Formulas, Tables and Algorithms
- SNR = Signal power / Noise power.
- SNR(dB) = 10 log10(S/N).
- BER = number of erroneous bits / total transmitted bits.
- Shannon capacity: C = B log2(1 + S/N).
- Nyquist noiseless bit rate idea: maximum bit rate depends on bandwidth and signal levels.
- QPSK carries 2 bits per symbol.
| Concept | Purpose | Exam distinction |
|---|---|---|
| Modulation | Adapts signal to channel | AM/FM/PM or ASK/FSK/PSK/QAM |
| Multiplexing | Shares medium among users/signals | FDM/TDM/WDM/CDM basis differs |
| SNR | Signal quality measure | Higher is generally better |
| BER | Digital error performance | Lower is better |
| CRC | Error detection | Good for burst errors |
| FEC | Error correction without retransmission | Adds redundancy |
Exam Point
- Differentiate modulation from multiplexing.
- For SNR, specify linear ratio or dB form.
- BER is a rate/fraction, not total error count alone.
- CRC detects; Hamming can correct single-bit errors.
- Higher-order modulation needs higher SNR for same BER.
- Shannon formula is for theoretical capacity of noisy channel.
Worked Example
If signal power is 100 mW and noise power is 1 mW, SNR = 100. In dB, SNR = 10 log10(100) = 20 dB. If 50 bits are wrong out of 1,000,000 transmitted bits, BER = 50/1,000,000 = 5 x 10^-5.
Subjective Answer Pattern
- Define communication system and modulation.

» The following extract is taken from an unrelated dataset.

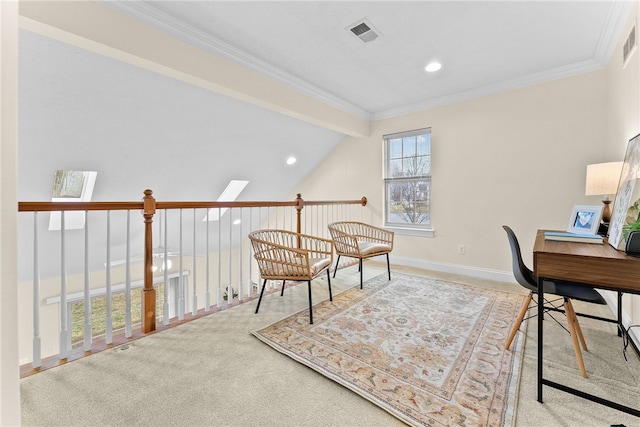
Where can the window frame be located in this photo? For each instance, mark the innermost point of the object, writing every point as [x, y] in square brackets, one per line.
[424, 176]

- Compare analog and digital modulation methods.
- Explain multiplexing techniques.
- Discuss noise, SNR and BER.
- Add capacity/bandwidth relation.
- Explain error detection and correction methods.
- Conclude with practical reliability tradeoff.
Common Engineering Mistakes
- Confusing SNR with BER.
- Saying modulation and multiplexing are the same.
- Using 20 log for power ratio instead of 10 log.
- Saying CRC corrects errors generally; CRC mainly detects.
- Ignoring bandwidth requirement of FM/high-order schemes.
- Assuming higher data rate always means lower BER.
MCQ Revision
- Which modulation varies amplitude?
- What does FDM share by?
- Write SNR in dB formula.
- What does BER measure?
- Which code can correct single-bit error?
- What is Shannon capacity formula?
Final Summary
- Communication systems transmit information through noisy channels.
- Modulation maps information onto carrier/symbols.
- Multiplexing shares channel resources.
- SNR and BER measure signal quality and digital reliability.
- Error control uses detection, correction or retransmission.
- Capacity depends on bandwidth and SNR.